Now and again he heard a cough, or the scamper of rats' feet and the splash of rain and mud. He spent a little time with two men swapping jokes, joining in their laughter. It was black humor, self-mocking, but he did not miss the courage in it, or the fellowship, the need to release emotion in some sane and human way.
About midnight the rain stopped.
A little after five the night patrol came scrambling through the wire, whispered passwords to the sentries, then came tumbling over the parapet of sandbags down into the trench, shivering with cold and relief. One of them had caught a shot in the arm.
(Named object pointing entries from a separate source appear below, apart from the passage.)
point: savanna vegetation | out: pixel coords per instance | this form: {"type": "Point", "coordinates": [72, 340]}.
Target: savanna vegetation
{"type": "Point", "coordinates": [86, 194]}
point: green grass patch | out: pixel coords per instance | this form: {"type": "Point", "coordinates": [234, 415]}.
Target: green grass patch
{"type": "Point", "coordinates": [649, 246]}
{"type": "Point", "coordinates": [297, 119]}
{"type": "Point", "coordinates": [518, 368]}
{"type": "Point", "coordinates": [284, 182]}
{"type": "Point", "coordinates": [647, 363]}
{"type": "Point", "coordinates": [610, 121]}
Joseph went back with them to the support line. In one of the dugouts a gramophone was playing a music-hall song. A couple of men sang along with it; one of them had a beautiful voice, a soft, lyric tenor. It was a silly song, trivial, but it sounded almost like a hymn out here, a praise of life.
A couple of hours and the day would begin: endless, methodical duties of housekeeping, mindless routine, but it was better than doing nothing.
There was still a sporadic crackle of machine-gun fire and the whine of sniper bullets.
An hour till dawn.
Joseph was sitting on an upturned ration case when Sergeant Renshaw came into the bunker, pulling the gas curtain aside to peer in.
Joseph looked up. He could see bad news in the man's face.
"I'm afraid Mordaff got it tonight," he said, coming in and letting the curtain fall again. "Sorry. Don't really know what happened. Ashton's death seems to have ... well, he lost his nerve. More or less went over the top all by himself. Suppose he was determined to go and give Fritz a bloody nose, on Ashton's account. Stupid bastard! Sorry, Chaplain."
He did not need to explain himself, or to apologize. Joseph knew exactly the fury and the grief he felt at such a futile waste. To this was added a sense of guilt that he had not stopped it. He should have realized Mordaff was so close to breaking. He should have seen it. That was his job.
He stood up slowly. "Thanks for telling me, Sergeant. Where is he?"
"He's gone, Chaplain." Renshaw remained near the doorway. "You can't help'im now."
"I know that. I just want to ... I don't know ... apologize to him. I let him down. I didn't understand he was ... so ..."
"You can't be everybody's keeper," Renshaw said gently. "Too many of us. It's not been a bad night otherwise. Got a trench raid coming off soon. Just wish we could get that damn sniper across the way there." He scraped a match and lit his cigarette. "But morale's good. That was a brave thing Captain Holt did out there. He wanted the chance to do something to hearten the men. He saw it and took it. Pity about Ashton, but that doesn't alter Holt's courage. Could see him, you know, by the star shells. Right out there beyond the last wire, bent double, carrying Ashton on his back. Poor devil went crazy. Running around like a fool. Have got the whole patrol killed if Holt hadn't gone after him. Hell of a job getting him back. Fell a couple of times. Reckon that's worth a mention in dispatches, at least. Heartens the men, knowing our officers have got that kind of spirit."